Sounds like someone is in desperate need of an activist judge. (Disclosure: I write a weekly column for the NCT.)
Stadium Woes Here, Stadium Woes There:
There’s new talk of an NFL stadium in downtown L.A., which might be in the hunt to woo away the Chargers. But there are lots of challenges. Meanwhile, a Yahoo story says the Bolts are one of only two teams — the other’s not well liked in these parts — likely to head to L.A.
Dream On, People:
Hey, here’s some good news: a new report says San Diego homes will gain 3.5 percent of their value over the next year, making us the strongest housing market in the country.
I contacted our resident hope-killer, curmudgeonly real-estate guru Rich Toscano, to see if he’d like to throw cold water on this prediction. He headed to the icebox and came back with this:
It’s fun to pretend. These people are trying to give the idea that they can predict, to the nearest one-tenth of a percent, how much home prices will have changed exactly one year out. That is silly enough on its own; it’s downright ridiculous at a time when the housing market is highly dependent on a government intervention effort that is both unprecedented in scope and subject to change with the political winds.
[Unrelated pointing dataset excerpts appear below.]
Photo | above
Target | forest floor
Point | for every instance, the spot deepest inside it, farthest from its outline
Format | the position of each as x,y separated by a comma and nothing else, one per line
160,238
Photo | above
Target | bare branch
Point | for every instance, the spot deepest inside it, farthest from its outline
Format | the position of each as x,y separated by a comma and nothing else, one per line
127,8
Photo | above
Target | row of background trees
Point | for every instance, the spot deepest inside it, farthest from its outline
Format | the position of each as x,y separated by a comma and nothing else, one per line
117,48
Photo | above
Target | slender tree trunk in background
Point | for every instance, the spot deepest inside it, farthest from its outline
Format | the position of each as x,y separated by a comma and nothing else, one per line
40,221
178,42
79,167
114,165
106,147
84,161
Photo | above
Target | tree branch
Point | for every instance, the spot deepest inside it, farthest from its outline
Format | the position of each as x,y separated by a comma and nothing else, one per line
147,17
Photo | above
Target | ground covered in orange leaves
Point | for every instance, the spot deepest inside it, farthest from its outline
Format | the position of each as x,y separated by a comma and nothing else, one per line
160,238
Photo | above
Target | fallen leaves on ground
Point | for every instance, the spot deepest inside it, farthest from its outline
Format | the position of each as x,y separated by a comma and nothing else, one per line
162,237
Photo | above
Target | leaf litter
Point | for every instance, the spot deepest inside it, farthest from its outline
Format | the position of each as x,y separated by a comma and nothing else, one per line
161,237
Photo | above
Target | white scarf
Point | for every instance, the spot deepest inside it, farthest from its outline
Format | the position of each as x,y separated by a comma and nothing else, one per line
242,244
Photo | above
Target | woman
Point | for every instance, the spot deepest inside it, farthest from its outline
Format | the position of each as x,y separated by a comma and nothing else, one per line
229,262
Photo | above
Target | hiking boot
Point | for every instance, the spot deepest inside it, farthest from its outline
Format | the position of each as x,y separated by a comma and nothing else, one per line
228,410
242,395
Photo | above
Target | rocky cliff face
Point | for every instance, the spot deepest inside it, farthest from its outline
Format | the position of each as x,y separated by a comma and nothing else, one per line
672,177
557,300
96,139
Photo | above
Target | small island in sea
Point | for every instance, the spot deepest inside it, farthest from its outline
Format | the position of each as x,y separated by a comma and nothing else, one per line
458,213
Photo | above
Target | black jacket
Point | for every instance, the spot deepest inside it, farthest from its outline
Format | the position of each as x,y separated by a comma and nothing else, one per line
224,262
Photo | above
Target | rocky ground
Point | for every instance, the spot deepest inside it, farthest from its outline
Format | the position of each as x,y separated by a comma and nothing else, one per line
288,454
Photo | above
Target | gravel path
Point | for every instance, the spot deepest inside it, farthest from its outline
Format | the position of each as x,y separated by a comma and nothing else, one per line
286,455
O (Coronado) Christmas Tree:
On Christmas Eve 106 years ago, the Hotel del Coronado flipped a switch and made history — maybe.
The hotel says it was the first place in world history to festoon an outdoor Christmas tree with electric lights. “The radiant tree was the object of admiration…. Little wonder that all the children marveled, for their elders did the same,” rhapsodized The San Diego Union in a gushing 1904 story.

The tree, a pine planted years earlier on the hotel property, was actually rather spindly. And the tale may be a myth. A local medium who runs a website about the paranormal in San Diego investigated and heard from an Thomas Edison specialist who told her the hotel wasn’t the first to light an outdoor tree.